Dias depois, já de volta a Paris, a escritora leu uma reportagem na Carta Capital sobre o escândalo do Senado. “Suplicy admite ter doado passagens (quem sabe para Freddy Vargas, a escritora que sustenta a inocência de Cesare Battisti)”, escreveu a revista, que faz campanha em defesa da posição do governo de Silvio Berlusconi: o escritor deve ser extraditado e cumprir a pena de prisão perpétua na Itália.

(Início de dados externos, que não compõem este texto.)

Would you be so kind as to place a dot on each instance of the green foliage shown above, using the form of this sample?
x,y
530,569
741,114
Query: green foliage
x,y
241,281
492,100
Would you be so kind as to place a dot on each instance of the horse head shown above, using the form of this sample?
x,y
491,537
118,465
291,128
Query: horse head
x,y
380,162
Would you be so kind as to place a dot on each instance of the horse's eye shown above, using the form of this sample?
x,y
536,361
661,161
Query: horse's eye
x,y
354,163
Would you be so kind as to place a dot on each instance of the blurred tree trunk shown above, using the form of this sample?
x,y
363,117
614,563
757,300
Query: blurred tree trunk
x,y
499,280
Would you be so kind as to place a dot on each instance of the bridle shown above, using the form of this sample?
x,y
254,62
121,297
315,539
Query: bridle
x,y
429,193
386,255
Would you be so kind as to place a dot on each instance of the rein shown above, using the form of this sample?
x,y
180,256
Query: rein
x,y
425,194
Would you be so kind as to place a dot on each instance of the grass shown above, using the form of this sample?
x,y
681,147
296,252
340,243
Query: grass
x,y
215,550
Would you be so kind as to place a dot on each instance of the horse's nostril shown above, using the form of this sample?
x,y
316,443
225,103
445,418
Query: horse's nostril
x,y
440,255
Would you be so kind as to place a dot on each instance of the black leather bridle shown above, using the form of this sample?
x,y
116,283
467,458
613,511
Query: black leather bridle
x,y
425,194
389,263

“É uma afirmação imunda, infamante e caluniosa”, reagiu Fred Vargas. “Como tenho todos os recibos das passagens que paguei para viajar ao Brasil, falei com meu advogado para abrir um processo contra a revista.” A insinuação também revela ignorância: a romancista, que não se chama “Freddy”, vendeu centenas de milhares de livros em toda a Europa, mora numa bela casa nas imediações do cemitério de Montparnasse (e não num quarto e sala na periferia) e tem outra casa, do século XVII, na Normandia. Não precisa de passagens do Senado para defender uma causa na qual acredita.